Ten to twelve thousand calls are reported every week. Among those receiving one -- CBS News Justice Correspondent Jeff Pegues.
Pegues asked why the caller didn't ask him to send a check directly to the IRS.
"At this point in time you need to complete the procedure outside of the courthouse, that is the reason," the scammer said.
"As soon as they get you on the telephone, they threaten you, if you don't pay us money, you're going to go to jail," Pegues explained.
Tim Camus is with the Treasury Department. He's featured in a new PSA released Tuesday warning about the fraud.
"The safest thing to do so you don't get caught up in it is just hang up the telephone," Camus says.
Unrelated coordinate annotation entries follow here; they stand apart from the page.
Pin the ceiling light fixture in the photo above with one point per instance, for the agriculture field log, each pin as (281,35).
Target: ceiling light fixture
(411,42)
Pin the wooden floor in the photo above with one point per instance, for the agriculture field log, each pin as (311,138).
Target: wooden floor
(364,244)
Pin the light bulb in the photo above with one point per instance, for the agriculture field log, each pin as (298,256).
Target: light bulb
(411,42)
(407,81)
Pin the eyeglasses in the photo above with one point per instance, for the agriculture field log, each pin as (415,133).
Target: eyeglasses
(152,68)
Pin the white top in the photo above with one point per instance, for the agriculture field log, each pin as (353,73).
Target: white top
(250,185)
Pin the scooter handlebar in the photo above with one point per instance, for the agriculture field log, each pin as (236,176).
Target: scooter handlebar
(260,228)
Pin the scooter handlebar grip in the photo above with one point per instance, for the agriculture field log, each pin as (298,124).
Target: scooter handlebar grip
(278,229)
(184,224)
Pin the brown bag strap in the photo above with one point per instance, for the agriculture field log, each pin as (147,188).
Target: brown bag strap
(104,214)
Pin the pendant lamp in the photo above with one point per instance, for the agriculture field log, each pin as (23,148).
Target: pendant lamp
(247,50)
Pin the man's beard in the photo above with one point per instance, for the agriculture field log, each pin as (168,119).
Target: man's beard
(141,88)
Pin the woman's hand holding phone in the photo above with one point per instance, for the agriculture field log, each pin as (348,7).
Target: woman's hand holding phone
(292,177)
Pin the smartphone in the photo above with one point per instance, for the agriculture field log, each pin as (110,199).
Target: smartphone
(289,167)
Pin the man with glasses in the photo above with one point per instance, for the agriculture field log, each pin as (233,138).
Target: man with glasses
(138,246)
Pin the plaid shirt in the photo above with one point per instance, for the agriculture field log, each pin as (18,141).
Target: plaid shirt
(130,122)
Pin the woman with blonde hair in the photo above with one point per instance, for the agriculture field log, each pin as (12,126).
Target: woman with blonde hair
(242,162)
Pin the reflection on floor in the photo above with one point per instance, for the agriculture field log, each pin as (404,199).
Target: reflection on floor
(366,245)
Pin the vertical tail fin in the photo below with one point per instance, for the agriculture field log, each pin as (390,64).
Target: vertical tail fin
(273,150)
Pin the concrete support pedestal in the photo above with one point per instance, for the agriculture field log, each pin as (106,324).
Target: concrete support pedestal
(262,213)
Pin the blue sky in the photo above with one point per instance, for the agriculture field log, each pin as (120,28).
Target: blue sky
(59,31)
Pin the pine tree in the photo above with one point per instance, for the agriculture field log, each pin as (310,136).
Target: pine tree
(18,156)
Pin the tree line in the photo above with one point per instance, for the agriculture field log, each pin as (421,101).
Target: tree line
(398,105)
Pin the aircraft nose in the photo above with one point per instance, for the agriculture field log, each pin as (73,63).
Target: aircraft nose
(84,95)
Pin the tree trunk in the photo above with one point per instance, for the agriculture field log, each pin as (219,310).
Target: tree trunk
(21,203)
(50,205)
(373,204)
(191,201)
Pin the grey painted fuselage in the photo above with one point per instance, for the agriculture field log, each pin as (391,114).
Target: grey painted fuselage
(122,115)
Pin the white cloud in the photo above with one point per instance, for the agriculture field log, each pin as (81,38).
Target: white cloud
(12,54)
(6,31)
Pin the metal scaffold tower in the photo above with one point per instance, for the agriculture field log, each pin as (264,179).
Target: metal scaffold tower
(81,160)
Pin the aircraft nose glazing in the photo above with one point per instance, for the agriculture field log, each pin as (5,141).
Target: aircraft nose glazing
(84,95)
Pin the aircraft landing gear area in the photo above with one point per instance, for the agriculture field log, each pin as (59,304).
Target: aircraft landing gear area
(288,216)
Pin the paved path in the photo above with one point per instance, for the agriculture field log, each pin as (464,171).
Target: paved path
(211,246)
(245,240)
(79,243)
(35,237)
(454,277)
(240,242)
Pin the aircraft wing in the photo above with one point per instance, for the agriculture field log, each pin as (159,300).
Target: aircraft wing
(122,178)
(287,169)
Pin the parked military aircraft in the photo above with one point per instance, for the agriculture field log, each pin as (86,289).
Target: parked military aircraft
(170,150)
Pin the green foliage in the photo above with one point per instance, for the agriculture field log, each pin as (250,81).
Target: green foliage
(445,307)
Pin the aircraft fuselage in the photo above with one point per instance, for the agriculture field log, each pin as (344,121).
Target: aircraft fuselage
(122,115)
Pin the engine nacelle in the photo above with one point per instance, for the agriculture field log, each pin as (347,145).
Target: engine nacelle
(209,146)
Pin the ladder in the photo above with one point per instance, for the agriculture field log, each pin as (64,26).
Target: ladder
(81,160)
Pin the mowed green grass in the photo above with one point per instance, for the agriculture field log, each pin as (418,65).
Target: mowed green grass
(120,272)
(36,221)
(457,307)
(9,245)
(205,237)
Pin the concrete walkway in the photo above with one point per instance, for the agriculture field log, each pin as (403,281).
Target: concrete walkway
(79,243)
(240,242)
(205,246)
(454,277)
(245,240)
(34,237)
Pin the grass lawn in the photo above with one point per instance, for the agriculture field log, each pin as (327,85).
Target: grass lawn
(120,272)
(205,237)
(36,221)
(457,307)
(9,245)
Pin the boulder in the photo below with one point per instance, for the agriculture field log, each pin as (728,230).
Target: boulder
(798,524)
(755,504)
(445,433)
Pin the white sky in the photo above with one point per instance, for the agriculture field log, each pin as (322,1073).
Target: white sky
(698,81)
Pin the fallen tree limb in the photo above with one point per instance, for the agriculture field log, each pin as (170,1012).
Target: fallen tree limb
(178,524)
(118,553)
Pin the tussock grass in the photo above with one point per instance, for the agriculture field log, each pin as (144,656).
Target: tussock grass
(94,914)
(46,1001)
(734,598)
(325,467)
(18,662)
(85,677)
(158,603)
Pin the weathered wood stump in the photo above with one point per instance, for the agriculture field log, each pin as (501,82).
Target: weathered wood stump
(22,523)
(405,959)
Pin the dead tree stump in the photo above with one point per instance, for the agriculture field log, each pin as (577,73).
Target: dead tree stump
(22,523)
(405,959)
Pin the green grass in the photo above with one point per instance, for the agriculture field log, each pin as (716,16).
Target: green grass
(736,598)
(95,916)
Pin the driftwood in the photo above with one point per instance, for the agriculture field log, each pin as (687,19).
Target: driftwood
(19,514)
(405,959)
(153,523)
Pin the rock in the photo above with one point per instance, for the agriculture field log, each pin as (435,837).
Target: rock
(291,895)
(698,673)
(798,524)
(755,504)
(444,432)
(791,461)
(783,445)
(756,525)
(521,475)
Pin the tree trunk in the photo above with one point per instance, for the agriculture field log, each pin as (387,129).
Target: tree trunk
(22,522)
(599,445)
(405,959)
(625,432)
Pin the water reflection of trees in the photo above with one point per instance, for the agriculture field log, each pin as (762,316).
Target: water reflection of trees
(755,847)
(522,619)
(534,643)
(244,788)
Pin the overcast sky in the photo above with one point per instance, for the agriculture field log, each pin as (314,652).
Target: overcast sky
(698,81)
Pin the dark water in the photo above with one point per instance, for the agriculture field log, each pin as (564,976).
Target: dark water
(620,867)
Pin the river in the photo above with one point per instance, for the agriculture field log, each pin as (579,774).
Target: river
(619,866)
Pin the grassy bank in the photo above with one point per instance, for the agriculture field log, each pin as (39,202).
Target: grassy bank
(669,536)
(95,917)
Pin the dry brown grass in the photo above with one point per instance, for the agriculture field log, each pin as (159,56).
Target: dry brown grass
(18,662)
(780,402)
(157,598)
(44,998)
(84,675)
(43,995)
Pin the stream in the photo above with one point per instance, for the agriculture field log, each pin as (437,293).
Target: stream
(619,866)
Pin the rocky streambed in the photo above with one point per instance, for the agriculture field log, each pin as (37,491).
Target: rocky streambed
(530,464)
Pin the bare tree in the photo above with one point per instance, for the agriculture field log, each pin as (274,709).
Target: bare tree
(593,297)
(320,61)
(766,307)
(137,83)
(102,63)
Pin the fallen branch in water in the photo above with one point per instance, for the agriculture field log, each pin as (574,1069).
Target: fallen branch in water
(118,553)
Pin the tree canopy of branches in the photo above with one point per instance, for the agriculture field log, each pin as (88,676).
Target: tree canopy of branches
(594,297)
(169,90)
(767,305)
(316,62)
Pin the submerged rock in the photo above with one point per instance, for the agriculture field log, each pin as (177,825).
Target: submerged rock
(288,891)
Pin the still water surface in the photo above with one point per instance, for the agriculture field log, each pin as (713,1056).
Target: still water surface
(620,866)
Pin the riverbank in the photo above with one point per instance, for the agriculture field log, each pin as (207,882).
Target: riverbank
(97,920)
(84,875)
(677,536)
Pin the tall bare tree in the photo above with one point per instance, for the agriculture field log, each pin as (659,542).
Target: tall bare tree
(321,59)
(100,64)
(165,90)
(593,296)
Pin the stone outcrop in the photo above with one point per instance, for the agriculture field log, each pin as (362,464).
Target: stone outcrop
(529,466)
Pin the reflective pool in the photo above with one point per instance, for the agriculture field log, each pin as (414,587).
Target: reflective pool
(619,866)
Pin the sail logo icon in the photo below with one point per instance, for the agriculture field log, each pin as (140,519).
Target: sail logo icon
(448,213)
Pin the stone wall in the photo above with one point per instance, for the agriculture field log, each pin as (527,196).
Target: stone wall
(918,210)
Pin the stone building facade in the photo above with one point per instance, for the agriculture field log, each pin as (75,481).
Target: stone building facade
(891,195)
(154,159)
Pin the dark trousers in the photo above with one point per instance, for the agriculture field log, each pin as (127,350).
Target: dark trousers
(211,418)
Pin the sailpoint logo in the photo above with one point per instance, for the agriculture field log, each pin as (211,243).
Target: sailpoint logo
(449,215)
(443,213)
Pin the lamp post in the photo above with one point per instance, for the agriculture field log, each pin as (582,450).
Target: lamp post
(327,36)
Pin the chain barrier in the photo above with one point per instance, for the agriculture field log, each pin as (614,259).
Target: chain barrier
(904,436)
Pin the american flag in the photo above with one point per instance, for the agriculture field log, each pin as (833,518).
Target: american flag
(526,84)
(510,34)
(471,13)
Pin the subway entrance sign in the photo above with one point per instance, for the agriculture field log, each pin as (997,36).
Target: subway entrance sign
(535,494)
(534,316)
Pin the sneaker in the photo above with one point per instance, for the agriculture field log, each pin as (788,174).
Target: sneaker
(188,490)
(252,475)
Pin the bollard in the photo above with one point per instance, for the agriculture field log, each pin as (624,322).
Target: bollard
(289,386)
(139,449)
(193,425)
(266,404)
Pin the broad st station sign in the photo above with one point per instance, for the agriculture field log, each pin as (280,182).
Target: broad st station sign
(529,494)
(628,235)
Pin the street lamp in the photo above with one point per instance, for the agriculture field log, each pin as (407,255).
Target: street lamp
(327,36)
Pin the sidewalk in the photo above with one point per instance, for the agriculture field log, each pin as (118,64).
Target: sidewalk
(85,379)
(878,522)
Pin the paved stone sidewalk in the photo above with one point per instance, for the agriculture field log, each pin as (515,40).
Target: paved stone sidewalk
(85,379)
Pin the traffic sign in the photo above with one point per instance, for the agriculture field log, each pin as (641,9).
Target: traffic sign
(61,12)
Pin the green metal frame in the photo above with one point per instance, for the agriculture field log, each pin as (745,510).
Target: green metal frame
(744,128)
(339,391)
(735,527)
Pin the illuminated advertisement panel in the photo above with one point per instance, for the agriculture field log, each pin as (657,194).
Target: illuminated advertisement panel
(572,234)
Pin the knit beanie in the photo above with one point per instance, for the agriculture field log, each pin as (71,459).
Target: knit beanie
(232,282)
The Treasury Department has received nearly 900,000 reports of IRS scam calls since October of 2013. At least 5,000 victims have paid out more than $26.5 million dollars.
"They don't care about anything other than trying to intimidate you into paying them money."
One tip off is the phone call itself. If you actually do owe money, the IRS will contact you by mail first.
Pegues confronted his scammer.
"I think you're a scam artist and we're going to track you down and have you arrested," Pegues said to the caller, who promptly hung up the phone.
Catching the bad guys is not easy. Many of these calls are coming from overseas. The Treasury Department was able to point to just one recent arrest.
Victims are often told to wire money via Western Union or MoneyGram. Don't do it.